Fans of the book will love Alexander. And I think you’ll love his affinity for all things Australian – that certainly made me smile! 🙂 Disney fans will enjoy a few homages to Walt Disney’s Peter Pan. Kyle and I both laughed out loud more than we ever expected to, and we weren’t alone. The theater was in stitches through more than one scene.
The soundtrack is a great addition to an already good film, featuring music from The Vamps, two of the movie’s stars (one from Dylan Minnette’s band, The Narwhals, and one from Kerris Dorsey and her sister Justine), and a score by Christopher Beck.
All in all, the film is outstanding. We will be buying it as soon as it is released on BluRay, and I have to say – we don’t always rush out to be live-action films like we do the animated classics. This one is now a must-own, though!
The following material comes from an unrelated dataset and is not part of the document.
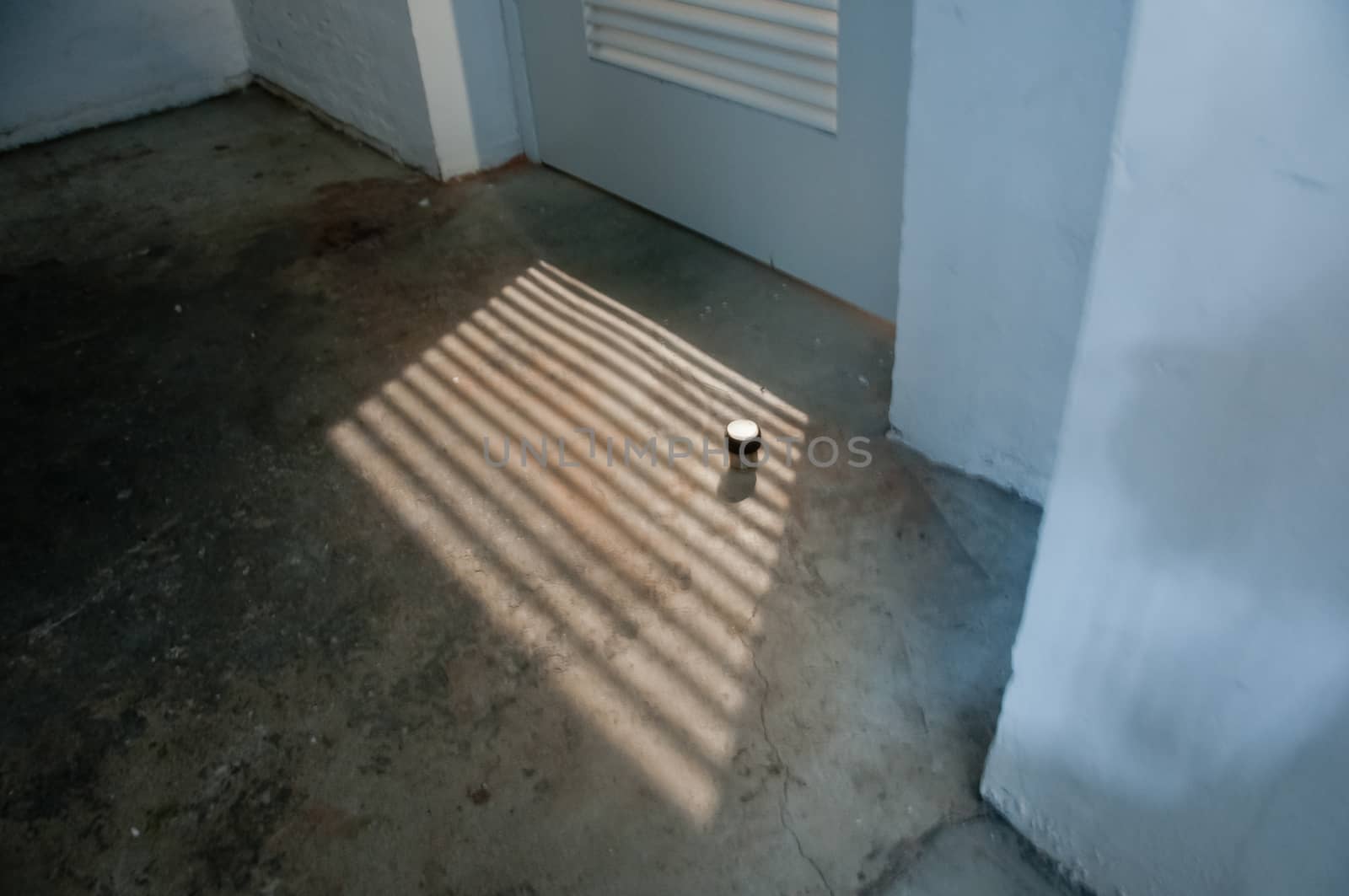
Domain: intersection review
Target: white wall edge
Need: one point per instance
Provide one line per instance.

A bit of a “Parental Review”…
There are just a few things I feel I should mention. The movie is rated PG (for rude humor, some reckless behavior and language), which I think is a very appropriate rating. I’m not going to spell out everything one might find offensive, I’ll just give you our opinion. Keep in mind that in our house we answer every question our kids may have with honesty, but we also hold that “butt”, “sucks”, etc are potty words (or “not very polite” words) that our six-year-olds don’t say. So take my opinion for just that.
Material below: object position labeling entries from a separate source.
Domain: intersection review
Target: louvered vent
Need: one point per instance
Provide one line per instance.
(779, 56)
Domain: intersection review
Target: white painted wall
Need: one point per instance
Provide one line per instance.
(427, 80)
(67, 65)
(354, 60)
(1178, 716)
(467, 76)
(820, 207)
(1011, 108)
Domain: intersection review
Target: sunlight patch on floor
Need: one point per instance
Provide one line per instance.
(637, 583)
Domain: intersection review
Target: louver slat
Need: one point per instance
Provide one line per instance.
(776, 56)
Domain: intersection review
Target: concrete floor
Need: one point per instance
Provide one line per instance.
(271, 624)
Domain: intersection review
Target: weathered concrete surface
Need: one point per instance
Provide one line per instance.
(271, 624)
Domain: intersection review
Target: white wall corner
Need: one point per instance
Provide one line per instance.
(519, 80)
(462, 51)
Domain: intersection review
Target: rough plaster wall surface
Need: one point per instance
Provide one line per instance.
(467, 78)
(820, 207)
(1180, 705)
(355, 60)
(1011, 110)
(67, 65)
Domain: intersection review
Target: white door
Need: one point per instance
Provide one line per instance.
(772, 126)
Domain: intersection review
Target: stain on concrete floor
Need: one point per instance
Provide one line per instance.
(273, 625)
There are a little bit of those “not very polite” words, if you have young kiddos. “Cute butt” between high schoolers, junior high boys saying, “Nice boobs, Alexander” (related to a photoshopped text that is briefly shown but does not contain nudity), etc. There is also quite literally a potty joke or two in the form of a potty-training children’s book that gets some airtime. It’s much more cute than harmful. I would say the language is not any more offensive than, say, The Lego Movie (which we own and love)… but it’s in there, and your kids will probably giggle at it like mine will. 😉
The only bit of vocabulary that I would say requires a “warning” is in a single scene, and it depends solely on your family dynamics. There is some very brief discussion of male genitalia by its proper name – in a very appropriate, non-gratuitous manner (Ie, one or two sentences between Mrs. Cooper and the boys in her family). If you call particular body parts by their proper name with your children you won’t bat an eye. If you use other terms for said body parts, you may have some ‘splainin’ to do. I wouldn’t say it was remotely offensive, just there. And worth mentioning.
Beyond that, the movie is absolutely great for the whole family! There is nothing scary to worry about, unless your child has an unhealthy fear of kangaroos or driving exams. It is full of excellent conversations about family, priorities, taking your days one at a time – and sticking together through the terrible, horrible, no good, very bad ones. We definitely recommend it.
Disclaimer: We received free two free admissions for a pre-release screening of this film on October 8, 2014. We were not required or compensated to share our feedback, and all opinions are entirely our own and completely honest.